So are there other market-based solutions that are as effective if not more effective than carbon trading? Almost certainly. The whole conversation around climate change has become so tunneled vision on carbon trading that other market based solutions are ignored. Lets step back from the particulars of carbon trading to look at what is being trying to accomplish.
The idea is to use price signals to encourage changes in participant behaviour and resource allocation. In the case of climate change it is to reduce greenhouse gas emissions with the price of carbon as the signalling mechanism. Why carbon price was alighted on one can only speculate(special interest groups such as investment banks looking for the next CDO scam comes to mind and green zealots with a messiah complex) but in reality it can be any pricing (or more than one pricing) signal as long as it accomplishes the goal. All that is required is a pricing signal that change the way energy is generated and used.
A fallacy of the debate is that regulatory regimes are inherently, non-market based. That is untrue. If the regulatory regime specifies the mechanisms of reduction then it isn't market-based. But if the regulatory regime specifies the end goal and then leaves it up to the market to produce the most effective solution, that is a market-based solution. Before rushing to say that isn't true bear in mind that is exactly what the carbon trading market is, a regulatory regime that specifies an end goal and leaves it up to market participants to allocate the resources to produce the reduction desired.
A carbon market is one of many possible markets that will produce the goal of changing the way energy is generated and used. Nor is there anything to say it is the most effective regime and I am coming to the conclusion that a carbon market is probably the worst possible market to achieve this goal. The carbon market strays into specifying the mechanism rather than the goal.
An alternative market would be based on a regime that specifies work per unit energy input requirement, or efficiency. A set time points the efficiency requirement would increase contiuning to drive changes in energy production and consumption.
There are several benefits to this market:
- it is simpler for people to understand - energy and its use is far more concrete than an invisible gas
- measuring & accounting for efficiency is far, far easier than measuring & accounting for emissions
- its harder to outsource consumption and generation in an efficiency focus regime
- the measure efficiency can be tailored to different industry sectors but still tied back to an overall measure
- it is harder for free-riders to prosper as each industry has their own targets
- and doesn't fall afoul of the rather significant problem that the physics of converting to a carbon free economy don't stack up
Technically this type of market is viable but is it politically viable? From my persepctive it is. It is easier to explain to sceptical citizens, targets are based on improvements rather than reductions and allows various players to choose the mechanisms that suit them best.
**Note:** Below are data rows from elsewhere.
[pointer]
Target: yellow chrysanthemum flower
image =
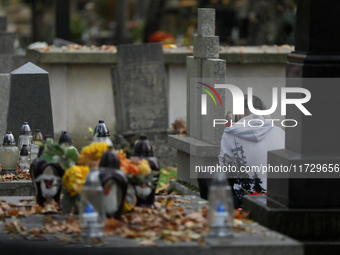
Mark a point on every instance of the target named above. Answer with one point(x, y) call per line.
point(144, 167)
point(74, 179)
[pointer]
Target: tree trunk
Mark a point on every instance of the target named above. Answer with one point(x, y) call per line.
point(154, 17)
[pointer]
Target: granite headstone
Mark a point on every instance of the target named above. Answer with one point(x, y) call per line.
point(140, 88)
point(4, 100)
point(30, 100)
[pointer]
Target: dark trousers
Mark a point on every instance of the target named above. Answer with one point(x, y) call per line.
point(204, 184)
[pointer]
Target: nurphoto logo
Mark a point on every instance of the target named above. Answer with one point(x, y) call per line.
point(238, 101)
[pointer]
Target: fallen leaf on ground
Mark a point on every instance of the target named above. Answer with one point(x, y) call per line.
point(147, 243)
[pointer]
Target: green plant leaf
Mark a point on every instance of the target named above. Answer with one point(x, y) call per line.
point(72, 154)
point(49, 140)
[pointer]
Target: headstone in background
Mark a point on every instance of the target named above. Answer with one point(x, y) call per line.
point(140, 88)
point(30, 100)
point(62, 19)
point(3, 23)
point(8, 60)
point(141, 97)
point(4, 100)
point(6, 38)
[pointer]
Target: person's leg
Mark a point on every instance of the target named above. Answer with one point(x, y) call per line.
point(203, 184)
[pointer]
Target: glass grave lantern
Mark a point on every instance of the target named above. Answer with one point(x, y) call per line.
point(24, 162)
point(145, 193)
point(46, 178)
point(101, 134)
point(91, 209)
point(114, 182)
point(9, 154)
point(66, 139)
point(34, 148)
point(221, 207)
point(25, 136)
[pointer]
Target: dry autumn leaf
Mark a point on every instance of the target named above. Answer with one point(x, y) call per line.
point(147, 243)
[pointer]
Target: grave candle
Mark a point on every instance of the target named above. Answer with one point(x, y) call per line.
point(91, 209)
point(25, 136)
point(37, 137)
point(9, 153)
point(66, 139)
point(101, 134)
point(220, 207)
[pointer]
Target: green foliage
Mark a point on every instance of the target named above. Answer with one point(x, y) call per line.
point(59, 153)
point(166, 175)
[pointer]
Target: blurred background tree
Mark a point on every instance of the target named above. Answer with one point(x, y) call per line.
point(238, 22)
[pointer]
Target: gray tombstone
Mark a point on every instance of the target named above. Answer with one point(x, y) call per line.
point(140, 88)
point(8, 60)
point(30, 100)
point(4, 100)
point(3, 23)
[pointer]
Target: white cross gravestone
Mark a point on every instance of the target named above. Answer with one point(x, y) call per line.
point(30, 100)
point(202, 146)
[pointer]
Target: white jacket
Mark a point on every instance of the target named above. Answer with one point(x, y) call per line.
point(244, 145)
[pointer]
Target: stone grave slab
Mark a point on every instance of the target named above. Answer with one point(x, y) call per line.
point(140, 88)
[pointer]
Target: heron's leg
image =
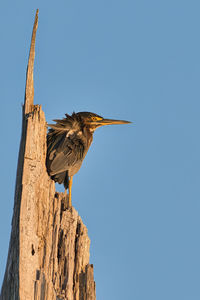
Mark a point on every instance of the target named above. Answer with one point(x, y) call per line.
point(70, 191)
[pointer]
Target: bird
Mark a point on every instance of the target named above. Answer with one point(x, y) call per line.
point(68, 141)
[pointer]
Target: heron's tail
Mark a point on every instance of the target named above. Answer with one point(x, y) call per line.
point(62, 178)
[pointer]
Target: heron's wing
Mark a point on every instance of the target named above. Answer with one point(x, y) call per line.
point(63, 152)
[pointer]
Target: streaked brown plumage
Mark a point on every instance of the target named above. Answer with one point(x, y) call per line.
point(68, 141)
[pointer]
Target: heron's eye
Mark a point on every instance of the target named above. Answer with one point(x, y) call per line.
point(96, 118)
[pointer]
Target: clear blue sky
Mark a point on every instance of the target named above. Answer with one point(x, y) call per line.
point(138, 189)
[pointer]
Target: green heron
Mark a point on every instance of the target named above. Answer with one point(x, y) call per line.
point(68, 141)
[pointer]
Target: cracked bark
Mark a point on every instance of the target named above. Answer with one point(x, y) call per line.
point(48, 256)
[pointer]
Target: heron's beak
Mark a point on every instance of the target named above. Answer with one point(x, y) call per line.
point(111, 122)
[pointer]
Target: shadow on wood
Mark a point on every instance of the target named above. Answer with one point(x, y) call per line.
point(48, 255)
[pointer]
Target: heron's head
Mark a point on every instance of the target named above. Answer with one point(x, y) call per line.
point(93, 121)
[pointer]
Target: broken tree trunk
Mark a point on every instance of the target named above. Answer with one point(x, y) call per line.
point(48, 255)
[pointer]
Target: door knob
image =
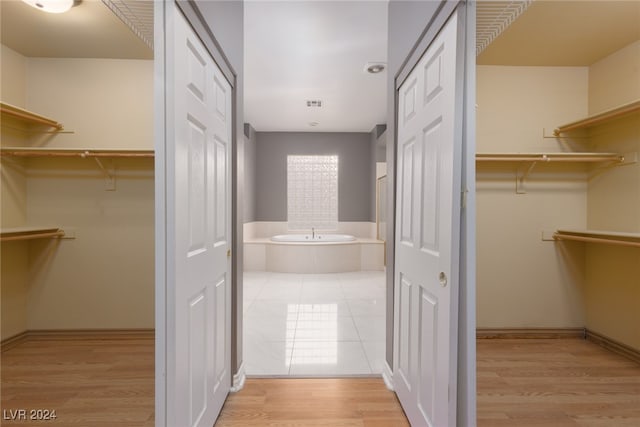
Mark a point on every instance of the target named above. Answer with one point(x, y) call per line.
point(443, 279)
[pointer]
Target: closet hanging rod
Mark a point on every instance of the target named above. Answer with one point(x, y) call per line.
point(84, 154)
point(561, 236)
point(29, 236)
point(550, 158)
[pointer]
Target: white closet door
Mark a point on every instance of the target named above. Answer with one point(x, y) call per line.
point(198, 209)
point(427, 236)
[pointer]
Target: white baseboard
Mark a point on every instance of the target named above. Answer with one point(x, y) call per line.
point(387, 376)
point(238, 380)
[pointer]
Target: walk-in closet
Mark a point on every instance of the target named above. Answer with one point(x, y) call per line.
point(77, 245)
point(558, 173)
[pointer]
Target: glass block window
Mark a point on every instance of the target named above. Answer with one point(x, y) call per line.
point(312, 192)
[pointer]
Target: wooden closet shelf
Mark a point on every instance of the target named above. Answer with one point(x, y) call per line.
point(29, 233)
point(50, 152)
point(603, 117)
point(549, 157)
point(28, 117)
point(599, 236)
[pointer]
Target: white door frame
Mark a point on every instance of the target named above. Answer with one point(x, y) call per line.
point(162, 73)
point(466, 384)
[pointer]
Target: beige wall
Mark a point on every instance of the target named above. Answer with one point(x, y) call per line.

Using efficiency targets becomes globally homogeneous avoiding the brutal and almost politically impossible task assigning blame and reductions according to blame. Nor does it require everyone to sign-up initially. As efficiency is measured at point of consumption, if a large proportion of global consumption uses efficiency targets, suppliers and producers will need to adapt to meet those targets in essence becoming part of the solution should those producers and suppliers wish to trade with that market.
There are other possible market-based solutions as well. We would do ourselves and the world a favour to not tunnel vision on carbon markets but to pick the best market-based solution that produces the desired behaviour of changing energy production and consumption.